R3721-F3210-F3171-HP High-End Firewalls VPN Command Reference-6PW101
46
By default, the ID type is IP address.
In main mode, only the ID type of IP address can be used in IKE negotiation and SA creation. In
aggressive mode, either type can be used.
If the ID type of FQDN is used, configure a name without any at sign (@) for the local security gateway,
for example, foo.bar.com. If the ID type of user FQDN is used, configure a name with an at sign (@) for
the local security gateway, for example, test@foo.bar.com.
Related commands: local-name, ike local-name, remote-name, remote-address, local-address, and
exchange-mode.
Examples
# Use the ID type of name during IKE negotiation.
<Sysname> system-view
[Sysname] ike peer peer1
[Sysname-ike-peer-peer1] id-type name
ike dpd
Syntax
ike dpd dpd-name
undo ike dpd dpd-name
View
System view
Default level
2: System level
Parameters
dpd-name: Name for the dead peer detection (DPD) detector, a string of 1 to 32 characters.
Description
Use ike dpd to create a DPD detector and enter IKE DPD view.
Use undo ike dpd to remove a DPD detector.
Dead peer detection (DPD) irregularly detects dead IKE peers.
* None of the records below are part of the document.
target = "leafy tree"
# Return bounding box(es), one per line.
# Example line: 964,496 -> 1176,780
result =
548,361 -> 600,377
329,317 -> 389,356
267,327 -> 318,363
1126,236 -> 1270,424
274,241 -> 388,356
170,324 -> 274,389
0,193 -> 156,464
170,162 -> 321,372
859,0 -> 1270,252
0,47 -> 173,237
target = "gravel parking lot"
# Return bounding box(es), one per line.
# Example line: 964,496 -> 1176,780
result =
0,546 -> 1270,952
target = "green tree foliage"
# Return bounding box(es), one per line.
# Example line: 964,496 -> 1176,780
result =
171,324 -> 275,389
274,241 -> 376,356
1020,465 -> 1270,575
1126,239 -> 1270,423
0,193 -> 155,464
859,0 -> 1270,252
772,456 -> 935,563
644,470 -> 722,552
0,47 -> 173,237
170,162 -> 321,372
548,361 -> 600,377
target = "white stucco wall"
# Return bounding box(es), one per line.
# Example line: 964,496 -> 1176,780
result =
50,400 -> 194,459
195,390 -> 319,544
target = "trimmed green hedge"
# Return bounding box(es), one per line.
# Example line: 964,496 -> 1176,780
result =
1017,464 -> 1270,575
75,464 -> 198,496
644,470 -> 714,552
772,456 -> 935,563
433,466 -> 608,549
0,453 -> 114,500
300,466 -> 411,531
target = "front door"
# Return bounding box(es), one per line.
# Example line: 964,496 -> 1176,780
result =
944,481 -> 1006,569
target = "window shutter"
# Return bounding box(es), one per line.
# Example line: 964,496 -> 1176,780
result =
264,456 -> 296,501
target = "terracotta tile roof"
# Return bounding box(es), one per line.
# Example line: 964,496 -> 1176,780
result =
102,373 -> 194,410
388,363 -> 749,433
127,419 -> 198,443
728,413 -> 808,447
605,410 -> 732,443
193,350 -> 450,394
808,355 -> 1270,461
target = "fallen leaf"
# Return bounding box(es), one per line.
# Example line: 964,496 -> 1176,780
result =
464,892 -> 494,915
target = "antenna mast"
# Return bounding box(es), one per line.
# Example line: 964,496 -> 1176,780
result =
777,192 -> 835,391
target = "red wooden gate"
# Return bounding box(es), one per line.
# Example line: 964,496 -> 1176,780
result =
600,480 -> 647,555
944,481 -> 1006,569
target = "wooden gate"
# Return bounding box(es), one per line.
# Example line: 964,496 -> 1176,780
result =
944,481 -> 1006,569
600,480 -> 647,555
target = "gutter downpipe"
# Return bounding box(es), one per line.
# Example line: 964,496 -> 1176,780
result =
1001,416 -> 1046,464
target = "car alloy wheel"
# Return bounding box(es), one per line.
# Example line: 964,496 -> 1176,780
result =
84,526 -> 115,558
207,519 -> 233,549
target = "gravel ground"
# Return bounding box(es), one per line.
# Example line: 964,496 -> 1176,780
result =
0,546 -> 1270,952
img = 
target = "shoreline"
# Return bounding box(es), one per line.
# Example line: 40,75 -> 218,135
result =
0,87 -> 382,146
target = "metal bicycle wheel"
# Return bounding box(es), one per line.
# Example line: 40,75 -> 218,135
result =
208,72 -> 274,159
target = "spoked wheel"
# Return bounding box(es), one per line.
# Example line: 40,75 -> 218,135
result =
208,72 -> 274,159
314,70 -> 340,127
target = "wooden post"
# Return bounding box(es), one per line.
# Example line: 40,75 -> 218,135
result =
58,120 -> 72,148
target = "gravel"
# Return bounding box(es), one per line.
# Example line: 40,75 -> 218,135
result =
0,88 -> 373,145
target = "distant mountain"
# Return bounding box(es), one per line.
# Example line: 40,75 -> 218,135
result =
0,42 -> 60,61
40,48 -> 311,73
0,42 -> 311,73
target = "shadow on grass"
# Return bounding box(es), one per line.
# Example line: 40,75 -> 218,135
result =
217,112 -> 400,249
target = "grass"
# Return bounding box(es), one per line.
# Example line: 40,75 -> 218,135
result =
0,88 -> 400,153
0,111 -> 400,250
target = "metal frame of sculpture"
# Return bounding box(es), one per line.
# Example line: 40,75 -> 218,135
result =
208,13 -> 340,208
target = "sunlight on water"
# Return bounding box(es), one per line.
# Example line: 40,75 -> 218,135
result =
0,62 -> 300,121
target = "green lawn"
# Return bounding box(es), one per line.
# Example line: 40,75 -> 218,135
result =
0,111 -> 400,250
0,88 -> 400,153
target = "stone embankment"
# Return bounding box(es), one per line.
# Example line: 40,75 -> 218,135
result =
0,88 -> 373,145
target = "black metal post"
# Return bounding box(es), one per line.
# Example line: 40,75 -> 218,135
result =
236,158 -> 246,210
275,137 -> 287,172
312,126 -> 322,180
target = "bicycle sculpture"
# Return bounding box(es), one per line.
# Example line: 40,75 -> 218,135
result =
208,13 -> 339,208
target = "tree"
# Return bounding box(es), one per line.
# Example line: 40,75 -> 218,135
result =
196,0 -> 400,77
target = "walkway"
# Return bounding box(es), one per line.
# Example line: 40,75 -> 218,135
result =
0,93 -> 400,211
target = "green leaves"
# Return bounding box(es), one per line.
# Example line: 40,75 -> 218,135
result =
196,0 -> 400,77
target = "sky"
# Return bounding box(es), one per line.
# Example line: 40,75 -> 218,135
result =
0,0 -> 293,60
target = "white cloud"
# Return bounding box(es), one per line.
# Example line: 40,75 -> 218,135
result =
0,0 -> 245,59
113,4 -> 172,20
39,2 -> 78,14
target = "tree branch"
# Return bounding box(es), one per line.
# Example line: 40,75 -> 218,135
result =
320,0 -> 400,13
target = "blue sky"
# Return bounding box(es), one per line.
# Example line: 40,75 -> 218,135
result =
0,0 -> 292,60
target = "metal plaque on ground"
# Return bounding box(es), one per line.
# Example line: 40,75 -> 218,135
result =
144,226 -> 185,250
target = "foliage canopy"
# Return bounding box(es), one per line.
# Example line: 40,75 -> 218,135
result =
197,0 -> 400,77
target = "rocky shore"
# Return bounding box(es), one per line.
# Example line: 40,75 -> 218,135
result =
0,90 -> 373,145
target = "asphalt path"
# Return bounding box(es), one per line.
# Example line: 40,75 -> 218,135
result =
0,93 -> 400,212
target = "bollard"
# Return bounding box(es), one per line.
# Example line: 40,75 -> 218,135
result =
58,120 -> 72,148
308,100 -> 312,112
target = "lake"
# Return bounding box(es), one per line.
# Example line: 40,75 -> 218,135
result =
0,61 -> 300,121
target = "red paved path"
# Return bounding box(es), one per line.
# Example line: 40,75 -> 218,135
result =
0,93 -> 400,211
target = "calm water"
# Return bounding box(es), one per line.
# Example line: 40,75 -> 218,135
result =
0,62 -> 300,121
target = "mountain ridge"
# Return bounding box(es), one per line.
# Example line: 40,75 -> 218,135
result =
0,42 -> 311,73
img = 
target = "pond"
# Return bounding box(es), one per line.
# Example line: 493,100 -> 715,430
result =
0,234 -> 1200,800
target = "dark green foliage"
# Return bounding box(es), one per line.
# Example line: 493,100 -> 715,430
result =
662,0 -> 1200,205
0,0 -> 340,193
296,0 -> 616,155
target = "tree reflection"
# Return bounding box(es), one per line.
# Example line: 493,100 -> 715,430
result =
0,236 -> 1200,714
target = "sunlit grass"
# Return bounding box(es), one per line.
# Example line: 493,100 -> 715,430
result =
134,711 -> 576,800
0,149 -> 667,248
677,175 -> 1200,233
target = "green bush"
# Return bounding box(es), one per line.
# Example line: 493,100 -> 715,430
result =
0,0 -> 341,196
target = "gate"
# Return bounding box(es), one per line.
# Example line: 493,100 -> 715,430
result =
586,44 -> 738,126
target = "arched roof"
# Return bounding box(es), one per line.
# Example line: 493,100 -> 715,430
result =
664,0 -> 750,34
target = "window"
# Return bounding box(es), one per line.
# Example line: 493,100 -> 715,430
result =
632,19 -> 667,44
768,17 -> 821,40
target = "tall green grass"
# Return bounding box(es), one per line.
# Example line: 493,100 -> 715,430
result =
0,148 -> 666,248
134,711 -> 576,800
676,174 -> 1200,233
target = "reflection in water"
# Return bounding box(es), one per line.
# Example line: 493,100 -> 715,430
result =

It works as follows:
1. When the local end sends an IPsec packet, it checks the time the last IPsec packet was received
from the peer.
2. If the time interval exceeds the DPD interval, it sends a DPD hello to the peer.
3. If the local end receives no DPD acknowledgement within the DPD packet retransmission interval,
it retransmits the DPD hello.
4. If the local end still receives no DPD acknowledgement after having made the maximum number of
retransmission attempts (two by default), it considers the peer already dead, and clears the IKE SA
and the IPsec SAs based on the IKE SA.
DPD enables an IKE entity to check the liveliness of its peer only when necessary. It generates less traffic
than the keepalive mechanism, which exchanges messages periodically.
Related commands: display ike dpd, interval-time, and time-out.